Technology Blogs by SAP
Learn how to extend and personalize SAP applications. Follow the SAP technology blog for insights into SAP BTP, ABAP, SAP Analytics Cloud, SAP HANA, and more.
cancel
Showing results for 
Search instead for 
Did you mean: 
jens_rannacher
Explorer
This Tutorial explains how to use the custom Operator created in the previous tutorial in a Data Pipeline and how to run, monitor and trace the Pipeline in the SAP Data Hub Pipeline Modeler.

This is the second article of a series of tutorials:

Create a Pipeline using the custom Weather Sensor Operator


In the following, you will learn how to use the custom Weather Sensor operator created in the previous article, to simulate sensor data being ingested from multiple devices. The tutorial explains how to visualize the generated data via a Terminal and how to persist the data into a connected HDFS (Hadoop Distributed File System) system.

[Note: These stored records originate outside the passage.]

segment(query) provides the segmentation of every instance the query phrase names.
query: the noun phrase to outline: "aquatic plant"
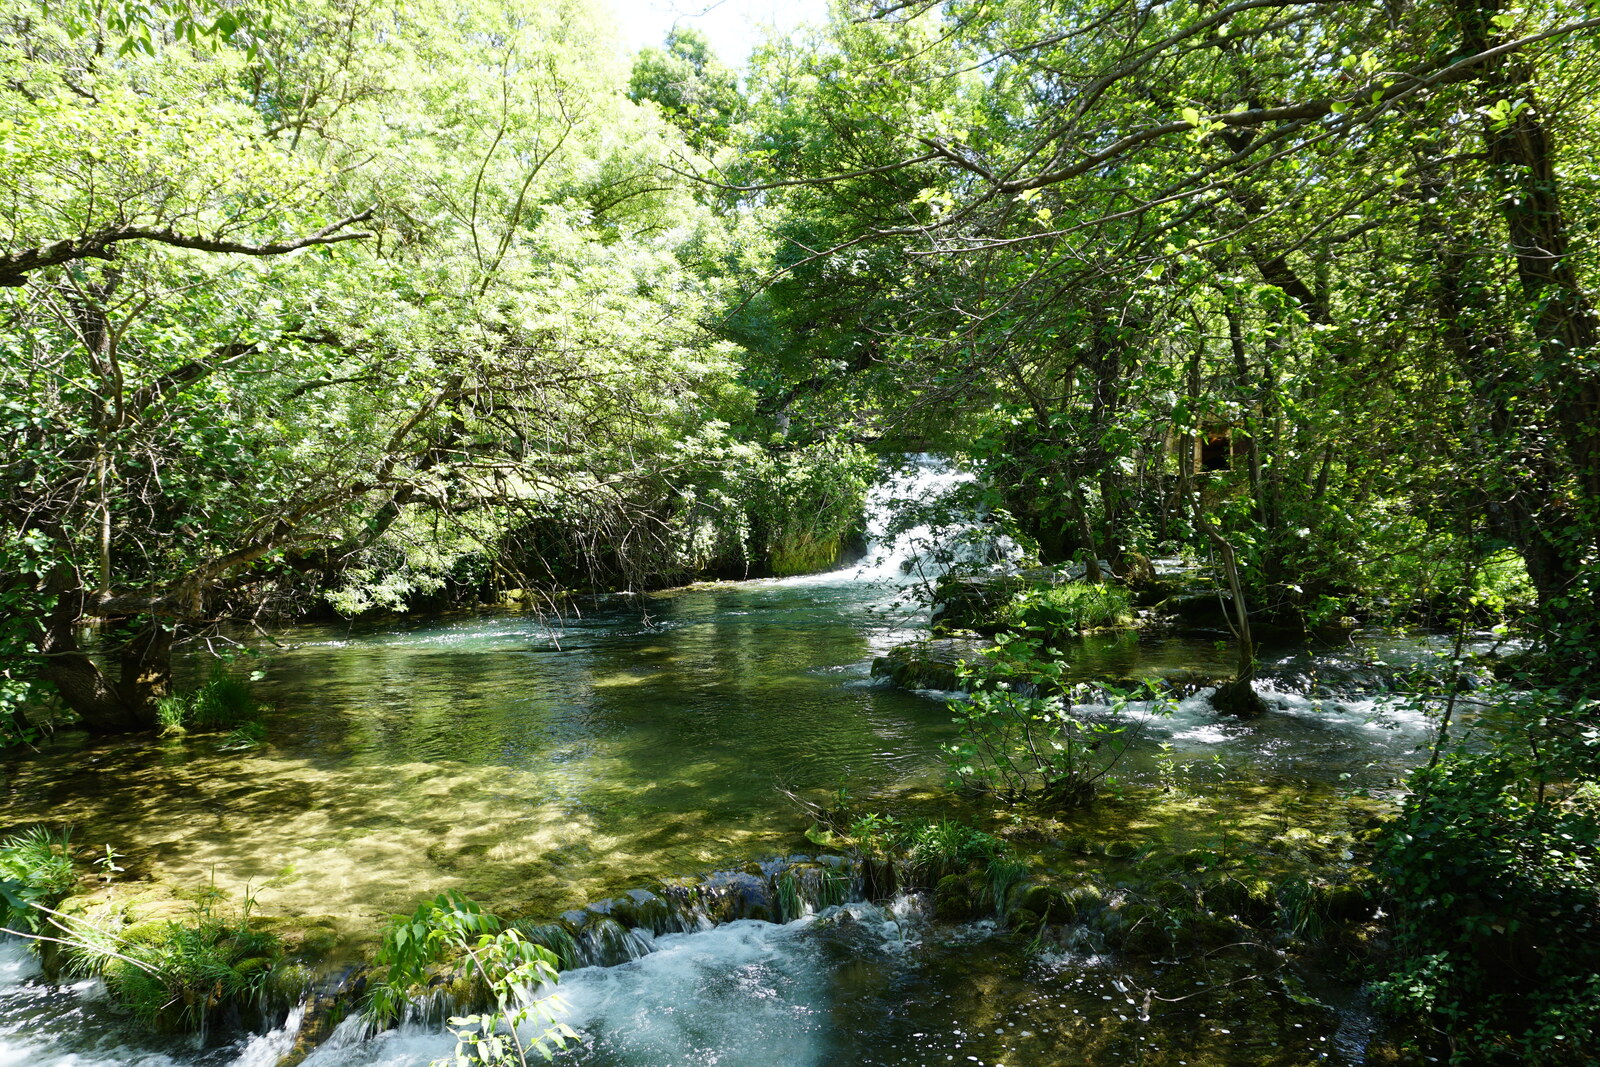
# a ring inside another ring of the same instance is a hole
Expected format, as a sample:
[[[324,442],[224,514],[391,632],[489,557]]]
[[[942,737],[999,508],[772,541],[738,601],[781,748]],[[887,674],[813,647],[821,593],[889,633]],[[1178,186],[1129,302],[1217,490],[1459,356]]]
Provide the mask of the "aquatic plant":
[[[259,722],[247,722],[228,731],[220,744],[218,752],[248,752],[253,748],[260,748],[267,739],[267,728]]]
[[[778,875],[774,891],[778,901],[779,922],[790,922],[805,914],[805,900],[800,895],[800,883],[793,871]]]
[[[561,999],[539,988],[554,983],[556,956],[530,941],[516,927],[503,927],[495,915],[457,893],[441,893],[397,915],[383,933],[374,960],[384,968],[367,998],[367,1018],[386,1026],[400,1018],[412,990],[424,984],[437,965],[453,961],[456,972],[493,1006],[476,1014],[452,1016],[455,1052],[435,1065],[449,1067],[526,1067],[528,1052],[545,1059],[577,1033],[560,1022]],[[518,1027],[529,1021],[543,1029],[524,1039]]]
[[[223,751],[253,748],[266,736],[261,725],[261,705],[251,689],[251,679],[221,669],[198,688],[172,693],[156,701],[156,725],[163,735],[197,730],[228,730]]]
[[[190,718],[189,705],[189,697],[177,693],[156,701],[156,727],[161,736],[171,737],[189,732],[186,725]]]
[[[1064,677],[1059,652],[1037,638],[998,634],[977,664],[963,664],[969,696],[949,702],[959,740],[943,746],[956,783],[1007,803],[1040,800],[1075,807],[1093,799],[1132,742],[1128,727],[1144,719],[1119,719],[1136,698],[1148,714],[1171,711],[1155,691],[1102,687],[1111,716],[1074,712],[1079,697]]]
[[[218,669],[194,692],[191,717],[201,729],[220,729],[249,722],[261,714],[248,679]]]
[[[994,837],[954,819],[913,823],[904,841],[917,880],[929,885],[947,874],[987,865],[1004,851]]]
[[[1021,860],[995,856],[984,867],[984,894],[994,904],[996,915],[1006,910],[1011,891],[1028,877],[1028,865]]]
[[[849,896],[850,880],[831,867],[792,865],[778,875],[773,889],[778,921],[792,922],[806,914],[807,909],[821,911],[843,904]]]

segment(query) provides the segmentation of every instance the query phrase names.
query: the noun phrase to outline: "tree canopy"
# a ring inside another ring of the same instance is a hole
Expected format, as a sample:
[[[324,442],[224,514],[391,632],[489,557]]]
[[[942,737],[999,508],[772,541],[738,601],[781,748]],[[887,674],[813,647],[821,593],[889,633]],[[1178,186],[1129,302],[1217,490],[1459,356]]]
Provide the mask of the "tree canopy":
[[[229,11],[4,16],[10,695],[137,727],[175,637],[307,596],[764,565],[706,326],[765,239],[661,169],[603,20]]]

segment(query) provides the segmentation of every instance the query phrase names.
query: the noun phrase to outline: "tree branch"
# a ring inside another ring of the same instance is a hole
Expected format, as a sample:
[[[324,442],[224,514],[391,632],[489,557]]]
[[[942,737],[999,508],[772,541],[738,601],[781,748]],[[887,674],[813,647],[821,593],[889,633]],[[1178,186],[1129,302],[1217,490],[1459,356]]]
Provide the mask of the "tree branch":
[[[292,241],[274,241],[252,245],[238,241],[223,241],[209,237],[191,237],[170,229],[151,229],[141,226],[124,226],[121,229],[102,230],[88,237],[57,241],[44,248],[29,248],[21,252],[0,254],[0,286],[25,285],[28,275],[46,267],[59,267],[80,259],[110,259],[112,247],[123,241],[151,241],[176,248],[193,248],[201,252],[232,252],[244,256],[281,256],[313,245],[338,244],[341,241],[360,241],[371,237],[365,231],[340,233],[347,226],[370,219],[375,208],[340,219],[324,226],[316,233],[297,237]]]

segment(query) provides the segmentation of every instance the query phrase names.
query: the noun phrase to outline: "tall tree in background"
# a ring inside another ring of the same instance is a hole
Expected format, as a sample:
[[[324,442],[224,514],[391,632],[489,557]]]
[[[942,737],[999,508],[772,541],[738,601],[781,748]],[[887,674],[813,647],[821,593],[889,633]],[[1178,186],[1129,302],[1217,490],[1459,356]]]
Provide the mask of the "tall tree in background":
[[[674,27],[664,48],[643,48],[628,78],[628,99],[654,101],[698,152],[727,143],[743,103],[733,71],[699,30]]]
[[[786,276],[898,260],[880,362],[1000,404],[999,480],[1058,553],[1210,525],[1255,603],[1294,614],[1430,542],[1413,579],[1448,584],[1445,557],[1499,538],[1564,622],[1595,613],[1600,433],[1586,224],[1550,130],[1593,131],[1597,28],[1559,3],[860,4],[830,49],[767,57],[751,169],[723,181],[828,220],[836,239],[791,238]],[[799,143],[774,152],[782,131]],[[1453,275],[1488,288],[1452,296]],[[1223,442],[1218,469],[1186,474],[1174,436]]]

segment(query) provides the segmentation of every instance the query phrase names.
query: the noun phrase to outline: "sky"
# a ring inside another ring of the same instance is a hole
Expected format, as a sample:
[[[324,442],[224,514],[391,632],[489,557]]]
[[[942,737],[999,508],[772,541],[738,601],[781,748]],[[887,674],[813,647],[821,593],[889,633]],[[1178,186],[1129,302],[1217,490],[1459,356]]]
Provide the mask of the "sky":
[[[717,57],[729,66],[743,66],[762,39],[762,26],[788,33],[802,22],[822,23],[827,0],[608,0],[617,14],[622,40],[630,52],[661,47],[674,24],[692,26],[706,35]]]

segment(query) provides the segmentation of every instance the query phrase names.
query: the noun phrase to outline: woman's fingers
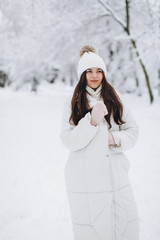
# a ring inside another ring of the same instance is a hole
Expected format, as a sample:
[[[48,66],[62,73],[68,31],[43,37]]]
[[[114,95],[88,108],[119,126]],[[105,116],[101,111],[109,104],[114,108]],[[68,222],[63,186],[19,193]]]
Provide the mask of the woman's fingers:
[[[108,110],[106,108],[106,105],[102,101],[97,102],[96,105],[94,106],[94,108],[102,110],[103,113],[104,113],[104,116],[108,114]]]

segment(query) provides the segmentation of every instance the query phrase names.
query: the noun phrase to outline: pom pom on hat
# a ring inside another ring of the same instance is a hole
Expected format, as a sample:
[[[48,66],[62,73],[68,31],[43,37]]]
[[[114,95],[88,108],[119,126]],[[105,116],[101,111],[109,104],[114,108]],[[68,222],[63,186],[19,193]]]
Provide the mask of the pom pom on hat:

1. Create a Pipeline (Graph)



  • In the navigation pane on left side, choose the Graphs tab and click on the + icon to create a new Pipeline (Graph):




The tool opens the Graph Editor where pipelines can be modeled by adding and connecting predefined operators:



 

  • Press [CTRL] + [S] or click on the Disk-icon to save the Pipeline:




 

  • Provide the Name “WeatherSensorExample” and the Description “Weather Sensor Example” and click OK:




 

2. Add the custom Weather Sensor Operator



  • Open the Operators tab in the navigation pane on the left and search for the Weather Sensor by typing the name into the Search field:




  • Add the Weather Sensor to the pipeline per drag & drop into the Graph Editor:




  • You can view the documentation of the operator by first right-clicking on the operator and then by clicking on Documentation:




  • Next, open the Configuration of the operator again via right click:




  • In the Configuration, we can keep all the default values, but increase the sendInterval to 1000 ms (1 second) which means the Weather Sensor sends 1 measurement per second:




 

3. Add a Group with Multiplicity


Next, we want to have 5 instances of the Weather Sensor sending measurements in parallel. To achieve this, we add the operator to a group with a multiplicity of 5.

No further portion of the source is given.